The approach was first successively enabled using a suite of programs developed with the Advanced Revelation (AREV) application through a DOS box in Windows XP. The resulting pre-formatted flatfiles (CSVs) were then imported into Drupal 6 and later into Drupal 7. This required some ingenuity to circumvent a 64k constraint on record length within AREV for documents of greater size. Cessation of support for Windows XP, encouraged a shift to OpenInsight, a later variant of AREV operating on Windows 10. The upgrade to the Kairos site in December 2018 was enabled using OpenInsight 9.4, subsequently upgraded OpenInsight 10.04.
Article formatting: Advantage has been taken of the fact that the original PHP articles were in a format which had remained standard and relatively stable over decades, both from the earliest (in the 1960s), and since first placed onto a website (in HTML format) in the early 1990s. Articles from earlier periods were adapted to that format as they were digitized. The key factor enabling conversion was the presence in those files of HTML title delimiters defining the sub-titles of what could then be split out as separate Drupal records. The conversion challenge was defined such as to avoid any additional mark-up -- otherwise required to facilitate the process, using programming "tricks" to circumvent anomalies. This could well be described as a less than efficient process (if not stupid!), but it did offer some nice programming challenges for someone anxious to avoid manual manipulation (at all costs!).

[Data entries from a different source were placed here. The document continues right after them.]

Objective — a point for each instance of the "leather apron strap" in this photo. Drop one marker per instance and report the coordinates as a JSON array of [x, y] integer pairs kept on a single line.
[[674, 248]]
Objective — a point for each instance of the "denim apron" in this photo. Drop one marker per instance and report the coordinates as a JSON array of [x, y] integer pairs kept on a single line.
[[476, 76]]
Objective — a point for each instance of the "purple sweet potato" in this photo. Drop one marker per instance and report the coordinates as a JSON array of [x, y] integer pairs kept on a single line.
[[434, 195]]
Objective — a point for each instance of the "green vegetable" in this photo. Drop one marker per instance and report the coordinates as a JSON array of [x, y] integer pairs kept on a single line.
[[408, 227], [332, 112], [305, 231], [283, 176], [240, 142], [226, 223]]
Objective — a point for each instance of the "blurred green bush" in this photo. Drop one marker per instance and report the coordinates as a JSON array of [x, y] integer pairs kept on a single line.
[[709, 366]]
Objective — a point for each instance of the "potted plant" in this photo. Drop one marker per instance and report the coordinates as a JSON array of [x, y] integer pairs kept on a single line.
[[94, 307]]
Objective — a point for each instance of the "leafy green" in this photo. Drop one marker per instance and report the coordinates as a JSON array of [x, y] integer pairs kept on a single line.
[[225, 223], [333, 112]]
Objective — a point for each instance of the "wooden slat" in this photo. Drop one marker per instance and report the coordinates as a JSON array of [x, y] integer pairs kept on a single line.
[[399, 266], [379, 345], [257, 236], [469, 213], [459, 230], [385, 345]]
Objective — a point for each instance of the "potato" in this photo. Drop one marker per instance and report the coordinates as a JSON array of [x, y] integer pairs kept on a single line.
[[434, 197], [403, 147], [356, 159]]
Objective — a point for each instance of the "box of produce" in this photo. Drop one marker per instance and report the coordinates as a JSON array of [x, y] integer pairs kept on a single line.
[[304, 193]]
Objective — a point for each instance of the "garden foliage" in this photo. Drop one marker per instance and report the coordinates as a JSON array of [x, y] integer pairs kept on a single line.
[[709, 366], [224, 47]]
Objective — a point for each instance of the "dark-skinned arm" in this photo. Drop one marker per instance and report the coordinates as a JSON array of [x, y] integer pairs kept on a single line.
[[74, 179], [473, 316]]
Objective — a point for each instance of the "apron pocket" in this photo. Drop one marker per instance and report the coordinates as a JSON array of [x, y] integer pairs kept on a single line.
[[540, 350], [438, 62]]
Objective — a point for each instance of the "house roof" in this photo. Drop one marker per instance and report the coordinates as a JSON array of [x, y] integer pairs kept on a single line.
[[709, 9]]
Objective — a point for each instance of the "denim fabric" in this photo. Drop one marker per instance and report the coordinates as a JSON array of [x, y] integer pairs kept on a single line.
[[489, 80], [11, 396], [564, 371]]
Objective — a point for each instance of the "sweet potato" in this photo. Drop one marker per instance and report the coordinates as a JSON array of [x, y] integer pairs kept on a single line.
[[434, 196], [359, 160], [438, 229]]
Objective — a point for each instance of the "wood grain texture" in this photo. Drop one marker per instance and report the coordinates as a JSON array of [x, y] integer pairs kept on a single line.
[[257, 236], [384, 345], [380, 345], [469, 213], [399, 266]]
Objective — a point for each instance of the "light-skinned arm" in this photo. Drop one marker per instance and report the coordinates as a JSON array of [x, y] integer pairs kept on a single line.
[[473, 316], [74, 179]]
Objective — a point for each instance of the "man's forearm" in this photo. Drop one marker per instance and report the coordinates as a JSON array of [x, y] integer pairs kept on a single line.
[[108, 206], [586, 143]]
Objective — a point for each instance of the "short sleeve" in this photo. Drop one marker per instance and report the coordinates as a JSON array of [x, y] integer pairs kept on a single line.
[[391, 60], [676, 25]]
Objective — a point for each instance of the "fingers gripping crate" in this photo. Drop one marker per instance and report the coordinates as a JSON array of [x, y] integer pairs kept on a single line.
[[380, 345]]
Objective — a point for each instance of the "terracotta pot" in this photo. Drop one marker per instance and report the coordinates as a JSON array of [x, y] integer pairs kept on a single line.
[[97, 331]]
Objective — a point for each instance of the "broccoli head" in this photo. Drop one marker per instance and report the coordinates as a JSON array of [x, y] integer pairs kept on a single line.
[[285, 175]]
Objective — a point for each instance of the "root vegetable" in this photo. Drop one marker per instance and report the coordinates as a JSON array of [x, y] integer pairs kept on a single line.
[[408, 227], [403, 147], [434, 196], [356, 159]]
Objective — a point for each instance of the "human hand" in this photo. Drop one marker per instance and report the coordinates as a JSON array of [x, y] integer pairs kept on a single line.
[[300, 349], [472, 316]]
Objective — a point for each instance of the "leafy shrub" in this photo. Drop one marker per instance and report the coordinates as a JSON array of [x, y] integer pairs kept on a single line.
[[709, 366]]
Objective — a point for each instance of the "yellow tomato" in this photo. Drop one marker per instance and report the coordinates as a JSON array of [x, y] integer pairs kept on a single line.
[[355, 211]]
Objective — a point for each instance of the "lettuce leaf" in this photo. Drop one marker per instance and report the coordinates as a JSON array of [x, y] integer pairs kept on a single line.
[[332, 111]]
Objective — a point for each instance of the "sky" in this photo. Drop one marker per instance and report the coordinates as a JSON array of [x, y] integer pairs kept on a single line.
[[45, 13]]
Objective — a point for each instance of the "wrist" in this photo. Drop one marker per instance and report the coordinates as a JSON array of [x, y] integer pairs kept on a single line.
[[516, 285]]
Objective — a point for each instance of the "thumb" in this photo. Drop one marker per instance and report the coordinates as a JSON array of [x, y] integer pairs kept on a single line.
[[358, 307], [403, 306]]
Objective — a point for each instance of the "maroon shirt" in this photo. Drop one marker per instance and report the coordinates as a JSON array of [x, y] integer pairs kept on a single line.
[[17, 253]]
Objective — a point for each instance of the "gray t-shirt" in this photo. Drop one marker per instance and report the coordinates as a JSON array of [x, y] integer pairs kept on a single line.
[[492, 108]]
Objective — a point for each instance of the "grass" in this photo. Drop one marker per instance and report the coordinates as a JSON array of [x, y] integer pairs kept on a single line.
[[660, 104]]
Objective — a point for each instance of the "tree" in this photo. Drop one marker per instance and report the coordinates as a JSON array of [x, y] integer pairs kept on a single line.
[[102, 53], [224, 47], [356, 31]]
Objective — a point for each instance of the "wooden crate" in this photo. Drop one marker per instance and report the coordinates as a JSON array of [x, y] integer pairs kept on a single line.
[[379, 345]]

Retaining relationship to original version: The conversion challenge was also seen as a means of preserving a degree of complementarity between the PHP articles in the Laetus facility and the variant on the Kairos facility. The intention was not to switch to writing articles within the Drupal CMS, or updating them there, since it has been far more convenient to continue the process of writing/editing of the PHP variants within the Laetus facility using Dreamweaver. This was one reason for using record (node) identifiers within the CMS based on the original PHP file/folder name -- rather than switch to a numeric node identifier as is most commonly the case for a CMS.

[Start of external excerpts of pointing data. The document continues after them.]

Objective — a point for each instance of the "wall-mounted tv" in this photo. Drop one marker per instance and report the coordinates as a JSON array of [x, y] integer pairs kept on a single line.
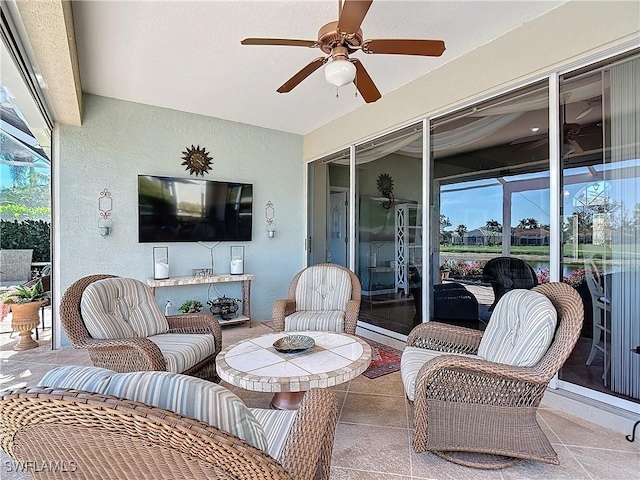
[[188, 210]]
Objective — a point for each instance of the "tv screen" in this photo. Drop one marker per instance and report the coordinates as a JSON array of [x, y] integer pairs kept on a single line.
[[187, 210]]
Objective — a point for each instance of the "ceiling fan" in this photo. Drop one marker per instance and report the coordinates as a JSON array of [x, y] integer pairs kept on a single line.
[[571, 132], [340, 39]]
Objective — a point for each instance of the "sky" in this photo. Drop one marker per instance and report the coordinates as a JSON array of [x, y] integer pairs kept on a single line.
[[473, 208]]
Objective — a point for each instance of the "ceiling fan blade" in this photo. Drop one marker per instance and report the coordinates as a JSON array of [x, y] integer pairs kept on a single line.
[[428, 48], [352, 15], [279, 41], [531, 138], [577, 149], [364, 84], [302, 74], [532, 145]]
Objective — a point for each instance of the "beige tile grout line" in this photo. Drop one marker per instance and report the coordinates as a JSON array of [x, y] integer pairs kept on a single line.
[[563, 445]]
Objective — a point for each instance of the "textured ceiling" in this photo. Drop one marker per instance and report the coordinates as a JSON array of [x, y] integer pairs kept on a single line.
[[187, 55]]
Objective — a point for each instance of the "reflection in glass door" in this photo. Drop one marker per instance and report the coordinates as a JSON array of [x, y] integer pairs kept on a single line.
[[328, 214], [601, 214], [491, 212], [389, 241]]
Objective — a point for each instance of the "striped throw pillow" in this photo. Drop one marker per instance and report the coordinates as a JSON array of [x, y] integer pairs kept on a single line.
[[521, 329], [121, 308]]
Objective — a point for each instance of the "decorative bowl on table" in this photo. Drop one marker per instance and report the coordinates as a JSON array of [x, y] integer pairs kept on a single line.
[[293, 343]]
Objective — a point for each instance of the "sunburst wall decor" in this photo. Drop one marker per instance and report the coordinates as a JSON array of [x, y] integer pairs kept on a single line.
[[385, 187], [197, 160]]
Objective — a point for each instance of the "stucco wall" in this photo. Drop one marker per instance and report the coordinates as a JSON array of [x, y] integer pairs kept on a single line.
[[567, 34], [119, 140]]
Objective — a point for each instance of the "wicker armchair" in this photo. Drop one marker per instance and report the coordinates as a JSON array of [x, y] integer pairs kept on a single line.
[[136, 353], [507, 273], [96, 436], [480, 413], [306, 288]]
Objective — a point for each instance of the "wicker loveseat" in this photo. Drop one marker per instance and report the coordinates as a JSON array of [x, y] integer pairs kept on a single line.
[[119, 322], [323, 297], [96, 424], [481, 412]]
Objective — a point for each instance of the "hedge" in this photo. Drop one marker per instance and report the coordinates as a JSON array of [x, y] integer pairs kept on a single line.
[[30, 234]]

Note that it is the Laetus version which is considered to be the document master copy. Only minor editing is done exceptionally on documents in the Drupal context -- most notably in the event of conversion issues which have not been resolved by program. Errors emerging in the Drupal may well be used as a means of detecting and correcting errors in the Laetus version or in the conversion scripts.
Constructing records for import: Building the various CMS record types prior to import, rather than depending on (absent) Drupal skills to manipulate the basic imported documents, has meant that new record types can be created and populated as required in order to enhance the CMS facility. Of particular interest are those relating to the pattern of links.

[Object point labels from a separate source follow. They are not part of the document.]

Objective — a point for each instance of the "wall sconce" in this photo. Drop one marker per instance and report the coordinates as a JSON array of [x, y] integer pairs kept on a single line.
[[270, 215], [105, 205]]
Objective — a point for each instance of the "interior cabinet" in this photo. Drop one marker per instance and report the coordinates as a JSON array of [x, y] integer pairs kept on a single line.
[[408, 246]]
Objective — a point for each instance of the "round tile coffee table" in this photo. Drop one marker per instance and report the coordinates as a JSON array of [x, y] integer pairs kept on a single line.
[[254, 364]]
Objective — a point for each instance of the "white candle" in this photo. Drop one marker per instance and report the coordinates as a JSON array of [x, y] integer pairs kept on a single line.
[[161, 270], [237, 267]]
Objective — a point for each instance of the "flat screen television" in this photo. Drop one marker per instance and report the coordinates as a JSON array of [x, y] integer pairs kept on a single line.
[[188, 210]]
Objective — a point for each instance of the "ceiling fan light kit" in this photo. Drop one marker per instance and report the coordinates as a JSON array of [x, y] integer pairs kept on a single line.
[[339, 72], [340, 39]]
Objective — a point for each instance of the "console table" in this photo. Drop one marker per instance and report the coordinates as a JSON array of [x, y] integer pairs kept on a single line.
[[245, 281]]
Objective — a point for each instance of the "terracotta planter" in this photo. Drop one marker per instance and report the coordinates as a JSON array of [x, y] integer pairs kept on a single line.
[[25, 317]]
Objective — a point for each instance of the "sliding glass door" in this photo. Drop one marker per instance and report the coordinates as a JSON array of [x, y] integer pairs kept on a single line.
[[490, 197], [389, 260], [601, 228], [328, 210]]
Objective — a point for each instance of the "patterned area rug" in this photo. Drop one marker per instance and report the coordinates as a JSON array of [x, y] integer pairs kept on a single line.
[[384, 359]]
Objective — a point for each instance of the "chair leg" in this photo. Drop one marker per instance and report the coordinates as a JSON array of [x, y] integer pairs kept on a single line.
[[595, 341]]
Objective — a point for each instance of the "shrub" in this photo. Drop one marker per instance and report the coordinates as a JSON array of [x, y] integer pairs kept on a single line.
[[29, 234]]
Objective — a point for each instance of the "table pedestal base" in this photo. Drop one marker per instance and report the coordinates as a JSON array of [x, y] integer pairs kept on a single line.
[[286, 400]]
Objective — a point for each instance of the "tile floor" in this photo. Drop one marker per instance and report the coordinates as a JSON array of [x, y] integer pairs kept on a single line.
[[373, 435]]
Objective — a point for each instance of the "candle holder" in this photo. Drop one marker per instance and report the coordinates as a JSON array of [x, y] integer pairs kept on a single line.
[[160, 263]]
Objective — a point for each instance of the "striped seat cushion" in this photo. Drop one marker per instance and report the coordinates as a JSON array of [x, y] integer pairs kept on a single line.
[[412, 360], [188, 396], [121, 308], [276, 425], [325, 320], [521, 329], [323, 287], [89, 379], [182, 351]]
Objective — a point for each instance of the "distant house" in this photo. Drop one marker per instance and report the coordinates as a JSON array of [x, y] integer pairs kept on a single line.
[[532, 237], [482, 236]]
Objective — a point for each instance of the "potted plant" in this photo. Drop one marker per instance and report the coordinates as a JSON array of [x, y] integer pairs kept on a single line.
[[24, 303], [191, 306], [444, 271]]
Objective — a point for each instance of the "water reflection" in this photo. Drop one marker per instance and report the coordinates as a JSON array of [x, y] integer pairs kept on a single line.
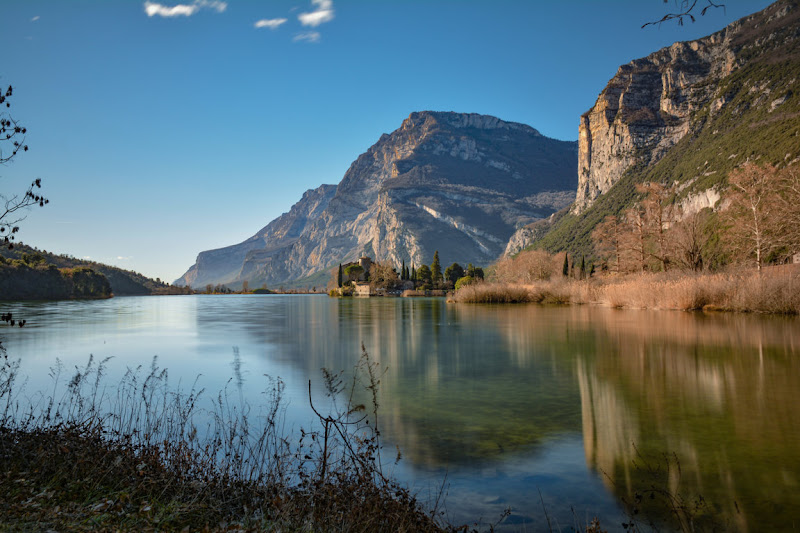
[[505, 400]]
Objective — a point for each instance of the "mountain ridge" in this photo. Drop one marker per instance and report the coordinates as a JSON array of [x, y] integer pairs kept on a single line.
[[457, 182], [686, 114]]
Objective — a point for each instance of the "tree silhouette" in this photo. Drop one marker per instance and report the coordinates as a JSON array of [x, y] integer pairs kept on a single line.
[[436, 270], [686, 9], [12, 142]]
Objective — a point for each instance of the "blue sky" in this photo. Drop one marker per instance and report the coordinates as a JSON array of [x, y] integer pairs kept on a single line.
[[161, 129]]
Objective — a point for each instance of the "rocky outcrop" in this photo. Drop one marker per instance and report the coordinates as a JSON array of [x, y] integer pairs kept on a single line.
[[453, 182], [224, 265], [647, 106]]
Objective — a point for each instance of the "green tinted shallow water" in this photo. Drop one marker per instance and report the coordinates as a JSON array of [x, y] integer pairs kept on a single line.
[[578, 403]]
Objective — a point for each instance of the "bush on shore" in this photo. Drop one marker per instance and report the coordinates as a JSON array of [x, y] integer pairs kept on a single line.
[[145, 457], [775, 290]]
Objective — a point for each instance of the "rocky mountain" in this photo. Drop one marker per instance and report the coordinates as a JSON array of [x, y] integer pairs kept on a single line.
[[688, 113], [457, 183]]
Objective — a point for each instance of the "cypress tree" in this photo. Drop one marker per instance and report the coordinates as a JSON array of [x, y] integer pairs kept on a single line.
[[436, 270]]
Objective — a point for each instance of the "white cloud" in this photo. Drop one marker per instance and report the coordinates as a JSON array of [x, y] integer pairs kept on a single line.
[[186, 10], [269, 23], [309, 36], [323, 13]]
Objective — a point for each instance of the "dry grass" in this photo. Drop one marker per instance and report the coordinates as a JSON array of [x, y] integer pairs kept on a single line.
[[775, 290], [145, 458]]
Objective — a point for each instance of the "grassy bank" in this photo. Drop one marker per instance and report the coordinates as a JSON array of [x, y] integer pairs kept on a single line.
[[775, 290], [146, 457]]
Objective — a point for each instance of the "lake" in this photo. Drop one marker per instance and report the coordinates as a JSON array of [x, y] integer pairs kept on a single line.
[[573, 410]]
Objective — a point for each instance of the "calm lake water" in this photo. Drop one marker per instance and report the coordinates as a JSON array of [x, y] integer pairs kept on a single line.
[[572, 409]]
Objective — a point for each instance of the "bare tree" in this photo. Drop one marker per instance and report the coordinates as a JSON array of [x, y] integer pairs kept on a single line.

Drupal node import: Of interest in the strategy adopted is the constraint imposed by the state of development of the Drupal "node import facility". Basically the options available for updating any node of a particular content type by the import process are to delete such nodes individually, or in a batch process (VBO) -- and then to import the corrected set of nodes into the IDs thereby made "free". The provisions for "overwriting" a node, without prior deletion, have been progressively developed stage within the Drupal community -- but primarily for numeric nodes. In practice this means that it is easy to batch delete all the bibliographic reference records, or the associated author records, and then to re-import a set generated from PHP articles after corrections (in the light of errors that became apparent from Drupal sorts). The advantage of the alphanumeric node naming system is that the links to the other documents are not affected by this process since the pointers from those documents remain valid.
Upgrading and adaptation:
Responsive requirements of tablets: There has been considerable pressure to adapt documents to the requirements of responsive web design for a range of browsing devices and platforms. Various steps have been taken over the period 2018-2019 to achieve this for both the original Laetus documents and the Kairos variant. Particular attention has been required to the formatting of images. A specific issue has been encountered in the presentation of responsive image maps in a number of documents. The provisional solution -- unfortunately -- has been to disable that facility.
Animations:Documents may include a variety of animations:
Character encoding issues: Working with articles published as early as the 1960s, making extensive use of accented characters, has required a degree of flexibility in adapting the conversion to handle characters which pre-date the currently favoured UTF-8 standard. Some of the articles are in French and other languages. Many cite authors and articles requiring such characters. Although the conversion process enabled some of these anomalies to be "corrected", These issues have not been completely resolved and are reflected in the contrasting ways in which Drupal itself handles such encoding in different contexts.
Augmenting access possibilities: A major motivation for exploring a CMS variant was to segment the longer PHP files (some over 150k) into more "readable" forms as CMS records. This was seen as particularly valuable in that the sub-titles attributed to the HTML title-delimited segments were interesting to extract in order to benefit from the Drupal Views facility, in addition to enabling more specific access via search engines.
Benefitting from extensive hyperlinking: A significant characteristic of the PHP articles is the degree of hyperlinking between them. The conversion was designed to derive further information from this pattern of links, notably by generating "checklists" of citations "from" and "to" the CMS records. Unfortunately, as noted above, the links have been enabled to the "main" document introducing a set, and not to the individual documents of the set. This could be improved in the future.